I needed to reinstall Firefox on this computer, so I started up Chrome to download the latest version and it blocked the download as unsafe! I had to manually tell it to download anyway.
Fuck Chrome. I'm glad I only used it to download one file and went back to Firefox.
Remember when the meme was about Internet Explorer?
IE: What is my purpose?
Me: You download Chrome!
IE: Oh...my god!
Now Chrome isn't trusted. Even duck duck go is getting dubious. It seems there's almost nowhere to turn. Your data is their data, and if you dont like it, you can lump it.
You have disabled Safe Browsing. That prevents files from being checked for malware, so all downloads are blocked by default (nothing to do with Firefox). As you noted, you can override the warning to download anyway, but it is an extra step to try to reduce the chance of someone accidentally running a malicious program.
While this could be malice it just as likely could be a complete error. I recently had to download a tool related to x11 on Firefox on windows and it also blocked the download as unsafe. Weirder still, it did this every time I started Firefox until I ended up ditching windows. No idea why.
iirc there's a mac setting in systems prefs where you can allow apps to be downloaded from the app store or the app store and unverified developers. by default i believe they have it set to app store only. (system prefs > security & privacy > general)
I've noticed YouTube acting funny in Firefox, too. Full-screen no longer works on our Galaxy Tab A using Firefox with ublock. On my PC, YouTube seems to randomly switch audio devices to output to. Neither of those problems exist in Chrome or the YouTube app. They didn't exist in Firefox either until recently. Almost like it's intentional...
I don't know why you're getting downvoted; out of curiosity I just now tried it on Windows myself (Google Chrome 120.0.6099.130 Official Build 64-bit) by typing mozilla.org, clicking "Firefox downloads" at the top, and selecting the one for Windows. It sailed through almost instantly.
BUT - just because it worked for me personally on a completely different machine, OS, and installer doesn't mean OP is misrepresenting what happened to him; competitive app blocking has certainly happened with Edge. For all we know it's some Google A/B trial bullshit, no telling at this point.
This is a bit of an aside, but google releases a lot of security updates for Chrome. Sometimes 2-3 a month. Not sure if Firefox does the same since I only see the notices about Chrome. Not sure if it is a good thing that they fix problems quickly or a bad thing that there are so many problems.

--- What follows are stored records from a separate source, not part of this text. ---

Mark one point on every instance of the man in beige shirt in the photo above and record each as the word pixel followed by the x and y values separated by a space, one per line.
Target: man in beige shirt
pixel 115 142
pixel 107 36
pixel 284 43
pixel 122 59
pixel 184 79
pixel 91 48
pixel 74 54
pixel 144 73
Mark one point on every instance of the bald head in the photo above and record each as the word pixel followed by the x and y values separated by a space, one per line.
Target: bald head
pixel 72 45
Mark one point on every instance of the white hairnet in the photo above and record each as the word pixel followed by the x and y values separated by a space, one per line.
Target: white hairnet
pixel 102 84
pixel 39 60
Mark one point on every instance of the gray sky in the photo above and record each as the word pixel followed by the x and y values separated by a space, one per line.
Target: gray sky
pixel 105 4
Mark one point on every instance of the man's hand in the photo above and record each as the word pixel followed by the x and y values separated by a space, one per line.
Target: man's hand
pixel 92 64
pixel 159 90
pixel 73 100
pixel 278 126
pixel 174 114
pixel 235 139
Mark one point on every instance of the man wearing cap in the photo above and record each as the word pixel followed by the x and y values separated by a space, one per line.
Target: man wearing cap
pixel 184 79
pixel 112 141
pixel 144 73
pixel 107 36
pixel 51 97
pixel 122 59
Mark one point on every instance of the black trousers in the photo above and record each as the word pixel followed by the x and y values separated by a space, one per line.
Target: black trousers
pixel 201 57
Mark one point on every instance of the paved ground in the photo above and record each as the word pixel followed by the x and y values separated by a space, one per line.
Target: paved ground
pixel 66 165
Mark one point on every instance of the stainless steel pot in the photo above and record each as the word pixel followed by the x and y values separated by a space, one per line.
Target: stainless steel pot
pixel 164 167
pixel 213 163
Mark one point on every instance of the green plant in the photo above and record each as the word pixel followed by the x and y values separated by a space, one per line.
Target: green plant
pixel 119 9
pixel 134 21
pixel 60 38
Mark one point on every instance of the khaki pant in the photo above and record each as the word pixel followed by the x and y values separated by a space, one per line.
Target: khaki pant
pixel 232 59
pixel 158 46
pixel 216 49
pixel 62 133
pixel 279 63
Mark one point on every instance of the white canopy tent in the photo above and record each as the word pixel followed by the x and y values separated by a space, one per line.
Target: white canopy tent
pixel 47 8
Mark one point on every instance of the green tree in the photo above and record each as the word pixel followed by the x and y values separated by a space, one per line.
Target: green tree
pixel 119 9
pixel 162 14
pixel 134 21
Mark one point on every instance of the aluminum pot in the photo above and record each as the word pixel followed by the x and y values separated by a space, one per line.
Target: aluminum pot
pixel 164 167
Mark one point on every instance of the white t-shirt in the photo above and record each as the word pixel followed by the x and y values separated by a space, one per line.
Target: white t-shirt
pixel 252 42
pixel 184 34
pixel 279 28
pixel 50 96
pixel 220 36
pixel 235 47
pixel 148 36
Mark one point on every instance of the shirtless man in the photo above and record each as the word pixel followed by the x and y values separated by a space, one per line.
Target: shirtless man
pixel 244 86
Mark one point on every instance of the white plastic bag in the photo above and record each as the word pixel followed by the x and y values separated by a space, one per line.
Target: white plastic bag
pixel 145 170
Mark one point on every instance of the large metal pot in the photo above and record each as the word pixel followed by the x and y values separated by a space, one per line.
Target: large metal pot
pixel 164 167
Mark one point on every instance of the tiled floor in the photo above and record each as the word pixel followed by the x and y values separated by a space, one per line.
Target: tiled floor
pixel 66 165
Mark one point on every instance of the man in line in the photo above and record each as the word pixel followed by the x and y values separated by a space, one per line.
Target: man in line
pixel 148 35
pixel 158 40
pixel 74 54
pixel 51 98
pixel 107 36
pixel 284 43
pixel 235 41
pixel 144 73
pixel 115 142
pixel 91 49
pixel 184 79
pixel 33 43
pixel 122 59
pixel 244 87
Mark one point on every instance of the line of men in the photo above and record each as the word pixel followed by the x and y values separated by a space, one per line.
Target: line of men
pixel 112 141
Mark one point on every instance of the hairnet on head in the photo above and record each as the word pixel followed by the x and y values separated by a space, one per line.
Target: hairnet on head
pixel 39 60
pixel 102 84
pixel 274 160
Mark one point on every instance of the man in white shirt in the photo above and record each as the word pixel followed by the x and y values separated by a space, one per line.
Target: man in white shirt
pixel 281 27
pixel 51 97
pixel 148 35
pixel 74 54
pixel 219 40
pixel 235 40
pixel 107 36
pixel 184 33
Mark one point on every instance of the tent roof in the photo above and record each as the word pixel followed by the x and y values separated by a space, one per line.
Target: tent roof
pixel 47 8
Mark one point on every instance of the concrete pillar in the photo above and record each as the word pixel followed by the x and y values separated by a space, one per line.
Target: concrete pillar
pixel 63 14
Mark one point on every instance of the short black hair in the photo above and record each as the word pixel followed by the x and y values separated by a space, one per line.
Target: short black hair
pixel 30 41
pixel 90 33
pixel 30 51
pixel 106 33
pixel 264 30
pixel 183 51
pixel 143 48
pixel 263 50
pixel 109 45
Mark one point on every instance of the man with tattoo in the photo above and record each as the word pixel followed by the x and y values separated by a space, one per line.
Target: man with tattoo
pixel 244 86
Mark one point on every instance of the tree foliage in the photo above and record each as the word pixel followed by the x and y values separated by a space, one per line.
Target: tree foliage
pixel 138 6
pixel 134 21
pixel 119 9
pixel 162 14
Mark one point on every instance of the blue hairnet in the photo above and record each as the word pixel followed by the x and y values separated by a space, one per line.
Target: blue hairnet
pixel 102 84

Ublock also works better on firefox was using somebody else's computer who had ubo on chrome and a popup showed up on Kelley Blue Book but the same pop up didn't show up on ubo+firefox
People who use chrome instead of Firefox with "betterfox" profile have no idea what they are missing out. Surfing experience is so smooth, and it's privacy friendly
Does scoop.sh just magically make it appear? Does it use pigeon transport?
It all uses the internet, using a browser to download things that are only available using HTTP anyways is and has always been harmless and completely fine.
Scoop is a proper package manager so it installs the binaries and adds shortcuts to them.
As for where it gets the binaries it comes from a manifest that gives a source URL and a checksum. This is way better as it provides better protection and doesn't require a web browser. You can just run one command and you are done.
Don't use winget as its controlled by Microsoft so it is likely to start pushing edge. Also winget isn't a proper package manager as its just a installer program.